Cell phones used to be little more than a call mechanism and a few buttons. They could not store much information beyond a few phone numbers. These days they are getting to be more and more like computers. Even the most basic cell phone has contact lists, personal information and pictures stored on it. Smartphones may have passwords, personal information, bank information and who knows what else you don’t want stolen. A thief can pick up your phone, steal your information for later use, wipe the device and sell it for profit.

cellphone flirting Stolen Personal Data

When you leave your phone at work or at a friend’s house, it’s an incredibly stressful situation. Having your phone stolen is another thing entirely. A thief can access all sorts of personal information if your phone is unsecured. Sometimes even the basic phone security is not enough to stop a dedicated thief.

What sort of information is stored on your phone? Think about how you use it. Have you stored personal notes, addresses or passwords? If you use your smartphone for banking, you might have your username and password logged somewhere.

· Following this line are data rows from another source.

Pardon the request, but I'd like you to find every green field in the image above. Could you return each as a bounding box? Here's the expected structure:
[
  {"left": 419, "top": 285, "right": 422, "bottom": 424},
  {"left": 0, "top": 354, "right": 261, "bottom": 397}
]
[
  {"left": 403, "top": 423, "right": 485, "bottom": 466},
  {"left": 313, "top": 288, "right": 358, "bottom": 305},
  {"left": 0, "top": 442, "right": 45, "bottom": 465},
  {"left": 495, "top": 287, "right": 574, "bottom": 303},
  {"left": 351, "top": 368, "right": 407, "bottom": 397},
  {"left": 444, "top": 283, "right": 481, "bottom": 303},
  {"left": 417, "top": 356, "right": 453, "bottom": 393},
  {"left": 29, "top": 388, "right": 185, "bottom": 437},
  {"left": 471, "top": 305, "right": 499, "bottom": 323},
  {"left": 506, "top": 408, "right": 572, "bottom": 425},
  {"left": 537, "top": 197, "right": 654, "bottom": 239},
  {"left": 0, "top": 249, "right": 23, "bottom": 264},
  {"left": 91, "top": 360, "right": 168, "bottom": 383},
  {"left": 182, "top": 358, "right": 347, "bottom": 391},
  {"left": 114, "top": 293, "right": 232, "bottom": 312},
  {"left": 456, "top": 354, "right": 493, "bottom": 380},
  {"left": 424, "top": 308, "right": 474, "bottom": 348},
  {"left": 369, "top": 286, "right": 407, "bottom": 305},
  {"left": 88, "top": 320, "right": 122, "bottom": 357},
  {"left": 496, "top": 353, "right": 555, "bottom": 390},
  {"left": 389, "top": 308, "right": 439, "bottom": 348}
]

You will probably have an email address listed somewhere as well, complete with stored password.

Even a fraction of this information can lead to identity theft. You might find your email has been hijacked, your bank has been accessed or your number sold to a telemarketer.

Stolen Photos

Trying to find a phone that doesn’t have a built-in camera today is an exercise in futility. Many of today’s smartphones have better cameras than the high-end digital cameras from last decade. Technology continues to improve, cameras are everywhere and the average person is constantly snapping photos or short video clips. What sort of pictures would you lose if a thief stole your phone? Are there pictures of your friends in your contacts? Will you lose memories of birthday parties or special events? Do you have photos of a more adult, personal nature you would never share with the world?

Think about what a thief could do with your pictures. Even just keeping them for their own use is slimy enough. A malicious thief could share your questionable photos with contacts. They can impersonate you with your phone and do untold damage to your personal relationships.

Contact Abuse

Even if you are not concerned about losing your phone, what about the people you have listed as contacts? A thief can access your address book and steal the phone numbers of everyone you have stored. Maybe they would never use that information. Maybe they will sell your contacts or harass your friends. Enterprising thieves might even try to contact your friends to hold your phone at ransom.

Preventing Theft and Abuse

Keeping your phone secure at all times is the best way to avoid having it stolen. Never leave your phone where you can’t see it. If you’re using a smartphone, it is a great idea to install some of the many security apps available.

Set your security pin. Every smartphone comes with certain basic security precautions, but many users tend to avoid them because of the hassle they represent. Adding a security pin can go a long way towards keeping your personal information out of the hands of thieves.

Another app you can install is a GPS tracking app. These apps will help you find your phone when you lose it, but they will also help the police find your phone if it has been stolen. Law enforcement has a hard time tracking specific devices without such assistance, so it is much better to provide any help you can.

Investigate the security precautions your smartphone manufacturer provides. Many companies will provide a method you can use to lock or wipe your phone remotely. This will prevent anyone from using your phone until you can manually unlock it. If you choose to wipe it, your contacts and information will be cleaned out, so the thief cannot steal anything. You can always restore backups later if your phone is recovered, assuming you keep such backups.

Finally, consider your browsing and usage habits. Just like with a computer, practice safe browsing habits when you use apps or the Internet with your phone. Never store passwords. Always clear your Internet history on a regular basis. Limit the number of pictures and videos you store and move them to your computer regularly. You avoid losing your data and protect yourself from theft.